Aber die Gefahr bleibt bestehen, dass die EZB wegen einer unvollkommenen Analyse, einer fehlerhaften Diagnose und im fast blinden Vertrauen auf die Treffsicherheit der Stabsprojektionen die Risiken für die Preisstabilität unterschätzt und sie ihre ultraexpansive Politik nach dem Motto „lower and more for longer“ fortsetzt. Die negativen Nebeneffekte bleiben dabei außer Acht und die von der EZB vermutete positive Wirkung dieser Politik auf Wachstum und Inflation wird außerhalb der Zentralbank-Community seit langem bezweifelt. Oder macht es Sinn, Billionen Euro zu schaffen, um vielleicht eine um ein Zehntel höhere Inflationsrate zu generieren?
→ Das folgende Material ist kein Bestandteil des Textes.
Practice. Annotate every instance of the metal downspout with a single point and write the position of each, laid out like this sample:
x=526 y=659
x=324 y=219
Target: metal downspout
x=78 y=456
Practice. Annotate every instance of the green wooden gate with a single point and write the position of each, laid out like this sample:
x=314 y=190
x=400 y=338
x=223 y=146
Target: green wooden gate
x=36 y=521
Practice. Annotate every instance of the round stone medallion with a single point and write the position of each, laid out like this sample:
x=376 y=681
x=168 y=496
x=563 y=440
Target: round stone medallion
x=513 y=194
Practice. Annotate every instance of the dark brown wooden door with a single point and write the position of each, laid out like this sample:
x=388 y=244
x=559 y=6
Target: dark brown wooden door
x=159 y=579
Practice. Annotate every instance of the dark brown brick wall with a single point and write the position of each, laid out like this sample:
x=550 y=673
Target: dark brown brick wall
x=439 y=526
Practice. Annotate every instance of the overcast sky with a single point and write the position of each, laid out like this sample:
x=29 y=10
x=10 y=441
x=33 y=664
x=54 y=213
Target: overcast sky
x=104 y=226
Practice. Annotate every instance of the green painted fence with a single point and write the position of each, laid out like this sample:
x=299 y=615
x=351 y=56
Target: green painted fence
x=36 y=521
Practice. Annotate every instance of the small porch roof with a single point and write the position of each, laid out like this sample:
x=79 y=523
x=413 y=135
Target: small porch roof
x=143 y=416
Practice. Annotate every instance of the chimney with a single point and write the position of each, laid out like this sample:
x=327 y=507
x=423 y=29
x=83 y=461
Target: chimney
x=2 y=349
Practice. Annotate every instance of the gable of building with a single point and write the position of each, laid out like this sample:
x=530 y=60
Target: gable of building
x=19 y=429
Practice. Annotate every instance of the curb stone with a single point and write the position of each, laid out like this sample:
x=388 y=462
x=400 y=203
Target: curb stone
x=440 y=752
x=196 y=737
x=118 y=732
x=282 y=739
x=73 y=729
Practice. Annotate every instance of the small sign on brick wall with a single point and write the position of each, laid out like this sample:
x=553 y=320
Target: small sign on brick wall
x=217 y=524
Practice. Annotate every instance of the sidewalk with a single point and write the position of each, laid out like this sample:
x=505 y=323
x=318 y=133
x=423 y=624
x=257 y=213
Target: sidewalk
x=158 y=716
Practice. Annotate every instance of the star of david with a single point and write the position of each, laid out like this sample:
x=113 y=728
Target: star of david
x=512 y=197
Von Japan abgesehen, wo die Bedingungen völlig andere sind, betreibt keine Zentralbank der größeren fortgeschrittenen Volkswirtschaften eine derart expansive Politik wie die EZB. Weder die US-Notenbank Fed noch die Bank of England haben den riskanten Schritt zu negativen Nominalzinsen gewagt. Die Geldpolitik der EZB ist und bleibt auch ohne Negativzinsen extrem locker.

Zeit für den Ausstieg

Es ist längst Zeit für ein Umdenken, ehe die Inflation noch weiter steigt und droht nicht mehr be­herrsch­bar zu werden. Ein zu spätes Handeln der EZB hätte dramatische Folgen und könnte in einer neuen Rezession en­den. Das Gegenargument, ein Kurswechsel jetzt würde die Konjunktur abschwächen, ist, wie schon in der Vergangenheit, nicht stichhaltig. Die EZB sollte weder ihr Anleihen-Ankaufprogramm volumenmäßig erhöhen noch zeitlich weiter ausdehnen, sondern den vorsichtigen Ausstieg signalisieren, wie das die Fed diskutiert. Damit könnte sich die EZB langsam aus der Finanz- und Fiskaldominanz lösen. Die Phase der Negativzinsen ist rasch zu beenden. Negativzinsen sind unnötig und kontraproduktiv. Sie sind schädlich für das Finanzsystem, die Sparer und für unsere marktwirtschaftliche Ordnung.